His partner, Bingqing Chen, is studying renewable energy and energy conservation at CMU.
“I wasn’t expecting there to be so much trash, but you look down there, and it’s appalling,” said Chen, who has been in Pittsburgh for five years. “It just is an experience for everyone to raise their awareness—the environment is not going to clean itself.”
A few feet away is Pittsburgh Public Schools teacher Jess Vishner. He’s a member of Allegheny Mountain Rescue Group, a volunteer search-and-rescue organization. He recounts a recent hillside find.
“We found an electric scooter. We brought that up—one of those little ones where you can rent ’em from your phone,” Vishner said. “So we were able to rappel down to it, tie it off, bring it up, and then just ride it on down to where we’re collecting everything.”

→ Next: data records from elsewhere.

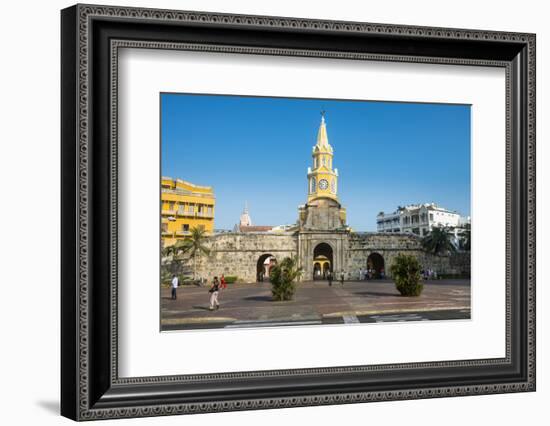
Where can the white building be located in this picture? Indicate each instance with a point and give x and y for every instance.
(419, 219)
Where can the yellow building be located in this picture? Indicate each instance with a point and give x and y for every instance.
(184, 206)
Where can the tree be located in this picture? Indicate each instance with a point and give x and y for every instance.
(438, 242)
(405, 272)
(465, 240)
(283, 278)
(193, 245)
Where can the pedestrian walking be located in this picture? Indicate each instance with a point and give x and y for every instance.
(214, 290)
(175, 284)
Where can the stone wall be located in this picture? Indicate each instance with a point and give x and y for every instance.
(362, 245)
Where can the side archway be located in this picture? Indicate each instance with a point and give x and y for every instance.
(263, 266)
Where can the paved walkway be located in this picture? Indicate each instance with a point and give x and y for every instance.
(251, 305)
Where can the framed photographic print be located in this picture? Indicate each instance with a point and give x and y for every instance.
(263, 212)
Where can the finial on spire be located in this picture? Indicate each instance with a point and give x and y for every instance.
(322, 137)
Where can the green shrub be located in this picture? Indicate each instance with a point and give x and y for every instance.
(283, 278)
(405, 272)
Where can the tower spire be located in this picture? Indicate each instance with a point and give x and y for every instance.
(322, 136)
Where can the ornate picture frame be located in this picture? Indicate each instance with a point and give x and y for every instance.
(91, 387)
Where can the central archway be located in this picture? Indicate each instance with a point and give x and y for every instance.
(322, 261)
(263, 266)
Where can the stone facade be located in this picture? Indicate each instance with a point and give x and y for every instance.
(241, 253)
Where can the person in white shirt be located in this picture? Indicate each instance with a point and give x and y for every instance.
(175, 283)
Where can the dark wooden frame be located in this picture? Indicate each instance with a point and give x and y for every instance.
(90, 386)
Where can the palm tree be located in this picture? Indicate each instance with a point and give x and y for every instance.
(283, 277)
(465, 241)
(192, 245)
(438, 241)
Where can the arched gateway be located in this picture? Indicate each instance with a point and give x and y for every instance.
(263, 267)
(322, 261)
(375, 263)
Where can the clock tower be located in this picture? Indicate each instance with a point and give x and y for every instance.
(323, 211)
(322, 178)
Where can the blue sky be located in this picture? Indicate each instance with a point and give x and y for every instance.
(258, 150)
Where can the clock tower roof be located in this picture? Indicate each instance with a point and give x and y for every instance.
(322, 136)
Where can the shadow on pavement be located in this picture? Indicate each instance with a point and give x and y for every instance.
(204, 308)
(377, 293)
(259, 298)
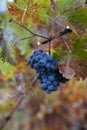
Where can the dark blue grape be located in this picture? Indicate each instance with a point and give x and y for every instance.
(44, 86)
(45, 65)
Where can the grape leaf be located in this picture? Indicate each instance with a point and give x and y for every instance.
(6, 68)
(80, 50)
(80, 16)
(66, 6)
(35, 11)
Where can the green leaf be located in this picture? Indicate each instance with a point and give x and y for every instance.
(79, 49)
(66, 7)
(59, 53)
(80, 16)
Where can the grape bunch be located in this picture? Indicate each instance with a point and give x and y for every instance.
(45, 66)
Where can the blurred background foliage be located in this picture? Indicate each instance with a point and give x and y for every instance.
(23, 28)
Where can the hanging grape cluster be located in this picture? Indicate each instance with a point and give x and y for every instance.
(45, 66)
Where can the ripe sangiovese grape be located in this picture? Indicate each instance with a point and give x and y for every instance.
(45, 65)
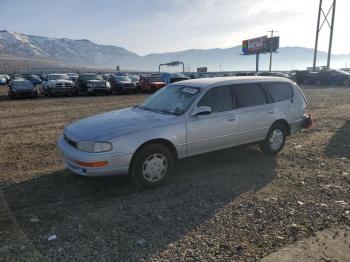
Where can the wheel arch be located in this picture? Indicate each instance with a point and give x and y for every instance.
(284, 123)
(160, 141)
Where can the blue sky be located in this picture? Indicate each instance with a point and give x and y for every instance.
(153, 26)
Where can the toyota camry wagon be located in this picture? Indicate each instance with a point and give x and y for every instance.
(185, 119)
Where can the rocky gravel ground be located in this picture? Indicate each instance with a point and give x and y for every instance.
(231, 205)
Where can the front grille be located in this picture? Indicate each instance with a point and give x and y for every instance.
(69, 141)
(128, 85)
(99, 84)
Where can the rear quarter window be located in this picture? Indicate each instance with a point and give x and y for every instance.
(248, 95)
(280, 91)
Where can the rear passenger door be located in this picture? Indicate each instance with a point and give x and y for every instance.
(283, 103)
(255, 114)
(217, 130)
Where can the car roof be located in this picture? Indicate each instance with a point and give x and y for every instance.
(215, 81)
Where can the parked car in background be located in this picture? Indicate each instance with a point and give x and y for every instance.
(73, 76)
(58, 84)
(22, 88)
(305, 77)
(182, 120)
(333, 77)
(91, 83)
(151, 83)
(122, 84)
(169, 78)
(135, 79)
(34, 79)
(3, 80)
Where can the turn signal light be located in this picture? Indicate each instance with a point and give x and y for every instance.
(95, 164)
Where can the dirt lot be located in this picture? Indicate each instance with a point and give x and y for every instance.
(236, 204)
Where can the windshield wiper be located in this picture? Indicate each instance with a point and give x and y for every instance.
(164, 112)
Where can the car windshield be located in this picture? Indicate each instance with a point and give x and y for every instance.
(57, 77)
(90, 77)
(122, 78)
(171, 99)
(21, 84)
(155, 78)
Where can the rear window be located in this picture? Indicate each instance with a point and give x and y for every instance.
(249, 95)
(280, 91)
(219, 99)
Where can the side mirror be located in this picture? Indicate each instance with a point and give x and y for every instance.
(202, 110)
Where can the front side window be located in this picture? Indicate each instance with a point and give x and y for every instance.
(249, 95)
(280, 91)
(219, 99)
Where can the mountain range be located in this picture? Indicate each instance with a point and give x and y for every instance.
(84, 53)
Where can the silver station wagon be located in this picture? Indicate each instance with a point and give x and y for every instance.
(185, 119)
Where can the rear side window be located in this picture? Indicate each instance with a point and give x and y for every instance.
(249, 95)
(218, 98)
(280, 91)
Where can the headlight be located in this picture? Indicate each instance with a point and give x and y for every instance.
(94, 147)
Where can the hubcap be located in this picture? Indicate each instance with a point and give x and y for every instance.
(154, 168)
(276, 139)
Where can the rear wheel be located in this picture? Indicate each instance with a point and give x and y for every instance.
(152, 166)
(275, 140)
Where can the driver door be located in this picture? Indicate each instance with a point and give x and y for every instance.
(217, 130)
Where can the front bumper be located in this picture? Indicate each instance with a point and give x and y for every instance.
(61, 90)
(303, 123)
(94, 90)
(23, 93)
(118, 164)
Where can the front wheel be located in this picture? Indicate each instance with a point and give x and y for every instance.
(274, 141)
(152, 166)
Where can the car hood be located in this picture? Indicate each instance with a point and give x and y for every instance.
(59, 81)
(22, 87)
(96, 81)
(116, 123)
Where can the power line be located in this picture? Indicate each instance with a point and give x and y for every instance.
(325, 16)
(271, 51)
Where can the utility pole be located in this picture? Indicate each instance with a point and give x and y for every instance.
(321, 12)
(331, 36)
(272, 32)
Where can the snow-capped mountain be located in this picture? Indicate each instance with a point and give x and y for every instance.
(75, 52)
(84, 53)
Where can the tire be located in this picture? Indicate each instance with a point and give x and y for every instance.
(152, 166)
(272, 146)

Keith Conover, a semi-retired emergency medicine physician who co-founded Allegheny Mountain Rescue Group back in the ’80s, has done maybe four or five of these Mt. Washington events.
“There’s all sorts of strange things down here—wedding rings, shopping carts. One time we thought we found a body, but it was a mannequin someone had thrown over,” he said.
Conover has rescued lost hikers in the backcountry and provided emergency medical care in remote caves. But today he’s satisfied recovering water bottles and cigarette butts while looking down on the vista of Pittsburgh’s three rivers.
“We want to keep it like that for all the people who come to this smoky old industrial town and go, ‘Oh, this is a beautiful city!’ We want to preserve that by picking up the trash,” he said. “And the shopping carts and the mannequins and wedding rings…whatever else we find.”